One of the all-time greats, in terms of ballads, has to be Don McLean’s American Pie: all eight and a half minutes of it. How often have you sung those words – bye, bye, Miss American Pie – and wondered what was he really talking about?  And who exactly are the jester and the king? What did happen in that Chevy at the levee and all those other mysterious references?


There is no doubt McLean is talking about the demise of the Great American Dream with the assassination of JFK. That McLean is prophetic is undisputed. At the age of 15, he had a premonition that his father was going to die but no one believed him. Within 3 days, his father did indeed die in front of his eyes.


There is also no doubt that the Dream did also begin to die in 1971. Although, once again, no one believed McLean because it has taken the last 50-odd years for the dream to linger in the twilight of dusk. It is also no coincidence that the fatal blow was inflicted by Richard Nixon, in 1971, when he decoupled the American Dollar from gold and destroyed the Bretton Woods International Monetary Agreement which was both the crux of the dream and the apples baked into the pie.


The golden years of the American Dream (and thus the rest of the western world) were the post war years between 1948 and 1971 when workers’ remuneration or salaries roughly kept pace with the rising productivity propelled by the post war boom. Then, between 1971 and 2024, they parted ways with productivity increasing 246% but wages only growing by 115%.  


In 2021, one American dollar was only worth 15c of its 1971 parent. The currency had lost over 85% of its value! The average annual inflation rate between 1971 and 2021 was 3.97%. Since 2021, it has risen to 5.33%, so the terminal decline is accelerating.



The shrinking pie has become the shrinking dream. Our money simply does not purchase what it used to. In 1971, average annual salary in the USA was $11,859. By 2021, it had grown to $59,500. Not bad until you look closely at the purchasing power of those new dollars. In 1971, a car cost about $3,853, average rent was $165 per month and annual tuition at Harvard cost $2,800. Fast track to 2021 and a car now costs $48,080, average rent is $2,500 (considerably more in desirable suburbs) and annual tuition is $85,000.

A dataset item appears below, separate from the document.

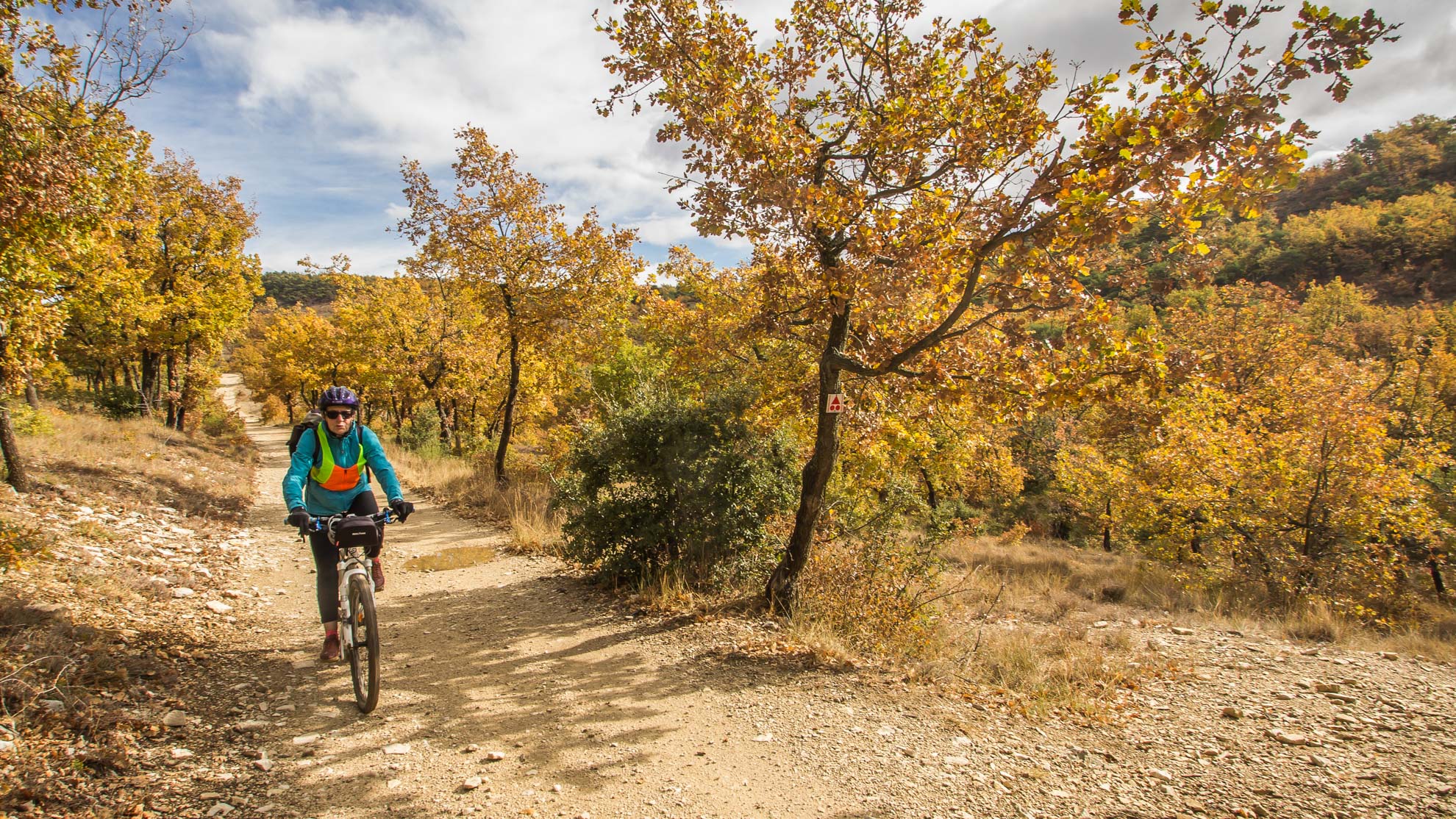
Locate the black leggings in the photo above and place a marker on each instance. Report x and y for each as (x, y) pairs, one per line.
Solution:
(326, 559)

So, not only have salaries not kept pace with productivity, the purchasing power of those dollars have shrunk considerably. More than half of Americans earning $100,000 per annum, live paycheck to pay check. The six-figure income, once viewed as the hallmark of the land of milk and honey, now will not even buy jam.


Although, we quote American figures, the same story pervades the western world where the music has died and there are simply not enough seats (read houses) for everyone! As the reserve currency and the dominant world empire, what happens in America affects the world. When the US sneezes, we all catch cold.


How did Don McLean foresee the impending cultural, political and economic American decline all those years ago? How did the land of milk and honey turn sour? How did so much hope and prosperity leave us all wanting? How does one extricate one’s own personal consciousness from the collective mayhem?



A new year – a new hope. A new dream is born. Till we meet again.